Unidentified Analyst

Analyst

So, 50% plus, that would be good. And where do we stand on getting new orders, new nameplates for the PVT-150? And what progress have you made with just the big boys in the boule business - in the silicon carbide business?

Emmanuel Lakios

Management

Sure. So, you've been doing this for a while. And so, the answer to your question is we follow a pretty regimented PLC process, product lifecycle. So, we developed a product. We shipped the first one, back in 2011. We productized it starting in December of 2021, and we started shipping in July of 2022. Typically, you ship one or two of them as alphas and betas. Well, we ended up shipping 20 of them last year, alphas and betas that I think are performing well in the installed base. And as we said, we have one customer for the alphas and betas. We subsequently received an order for 10 more production tools. And the only differences on those are documentation control reduction in workflows in the manufacturing shop, and we just term them alphas, betas, and production systems. You really can't tell the difference by looking at them. We launched the product officially this quarter. And we started to engage on different segments of the vertical integration chain. And what I mean by that is you have the boule manufacturer or boule wafer manufacturers, that's all they do, to sell wafer. And they're our first entrée into that space. And there are couple emerging ones. And there's one established. And then you have the folks that make their own equipment and make their own boules and make their own wafers. And then you have the fully integrated.

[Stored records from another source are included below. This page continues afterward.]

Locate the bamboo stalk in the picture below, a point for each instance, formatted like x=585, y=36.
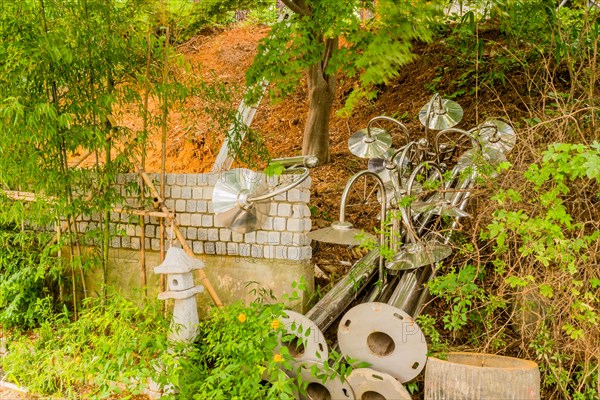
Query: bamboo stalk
x=201, y=274
x=144, y=213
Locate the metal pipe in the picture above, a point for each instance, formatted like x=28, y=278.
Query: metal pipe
x=341, y=295
x=309, y=161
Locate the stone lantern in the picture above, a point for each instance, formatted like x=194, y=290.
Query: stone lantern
x=178, y=268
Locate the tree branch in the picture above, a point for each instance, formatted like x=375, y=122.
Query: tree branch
x=331, y=45
x=297, y=6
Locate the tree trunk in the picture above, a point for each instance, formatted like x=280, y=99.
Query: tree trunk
x=321, y=92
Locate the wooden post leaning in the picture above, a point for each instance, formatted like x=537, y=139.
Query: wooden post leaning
x=203, y=278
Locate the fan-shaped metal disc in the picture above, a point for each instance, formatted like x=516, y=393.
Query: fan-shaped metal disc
x=438, y=207
x=415, y=255
x=441, y=114
x=339, y=233
x=500, y=135
x=230, y=200
x=363, y=145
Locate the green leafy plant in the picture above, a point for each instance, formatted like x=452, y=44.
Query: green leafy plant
x=556, y=246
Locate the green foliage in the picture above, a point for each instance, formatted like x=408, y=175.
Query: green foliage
x=114, y=346
x=237, y=349
x=29, y=274
x=556, y=246
x=468, y=302
x=373, y=50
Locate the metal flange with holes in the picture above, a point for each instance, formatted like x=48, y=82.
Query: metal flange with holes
x=310, y=345
x=319, y=388
x=385, y=337
x=368, y=383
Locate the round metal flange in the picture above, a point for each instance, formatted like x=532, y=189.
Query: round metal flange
x=439, y=114
x=498, y=135
x=370, y=143
x=385, y=337
x=340, y=233
x=333, y=388
x=416, y=255
x=369, y=384
x=310, y=344
x=230, y=200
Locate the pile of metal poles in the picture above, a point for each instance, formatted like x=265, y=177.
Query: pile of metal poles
x=424, y=186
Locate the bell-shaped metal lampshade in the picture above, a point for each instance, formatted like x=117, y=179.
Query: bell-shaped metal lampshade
x=438, y=207
x=230, y=200
x=439, y=114
x=340, y=232
x=497, y=134
x=415, y=255
x=370, y=142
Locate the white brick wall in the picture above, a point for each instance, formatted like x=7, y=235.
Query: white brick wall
x=281, y=236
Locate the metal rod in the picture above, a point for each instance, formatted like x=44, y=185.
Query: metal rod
x=284, y=188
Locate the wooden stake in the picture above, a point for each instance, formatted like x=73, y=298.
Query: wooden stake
x=201, y=274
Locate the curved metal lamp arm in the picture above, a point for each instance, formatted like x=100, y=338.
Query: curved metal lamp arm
x=283, y=188
x=395, y=121
x=383, y=211
x=346, y=192
x=406, y=211
x=403, y=153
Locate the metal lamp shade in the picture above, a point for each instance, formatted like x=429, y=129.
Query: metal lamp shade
x=415, y=255
x=497, y=134
x=365, y=145
x=232, y=209
x=439, y=114
x=376, y=165
x=339, y=233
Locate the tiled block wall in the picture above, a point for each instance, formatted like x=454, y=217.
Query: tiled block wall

And the fully integrated would be the onsemis,, the Wolfspeeds, and STs, II-VI, they, for the most part, make their own equipment, grow their boules, make their wafers, and also make devices. So, our primary attack was with our first customer on the boule wafer. We launched the product literally in the January-February timeframe, and we've been going to conferences. And we're starting now to be recognized as a provider of equipment to the crystal boule growth folks. It's going to take a bit of time for us to get some traction and adoption. And so what I would say with that is we're providing quotations and presentations now to several potential customers.

Unidentified Analyst

Analyst

So, at year-end -- at year-end of this - calendar year-end, how many new customers do you think you could add into the portfolio of the PVT product for the boules?

Emmanuel Lakios

Management

In addition to serving the existing customer, because all customers are key, we -- our objective, and sales has an objective to penetrate two additional accounts.

Unidentified Analyst

Analyst

Thank you very much. Thank you.

Operator

Operator

Thank you. There are no further questions at this time. I'd like to hand the floor back over to management for any closing comments.

Emmanuel Lakios

Management

Well, we appreciate the attendance on the call, and the support, and the loyalty from our shareholders and some of our employees who are also on the call. We again are cautiously optimistic. We have come from a position where we have grown as a team, since 2021, grown the bookings revenue, improved the gross margin line, operating profit line, and have shored up the balance sheet in that period of time. We continue to be cautiously optimistic and conservative. As we move forward, we look forward to a successful 2023. And again, we appreciate your attendance and support. Thank you.

Operator

Operator

This concludes today's conference. You may disconnect your lines at this time. Thank you for your participation.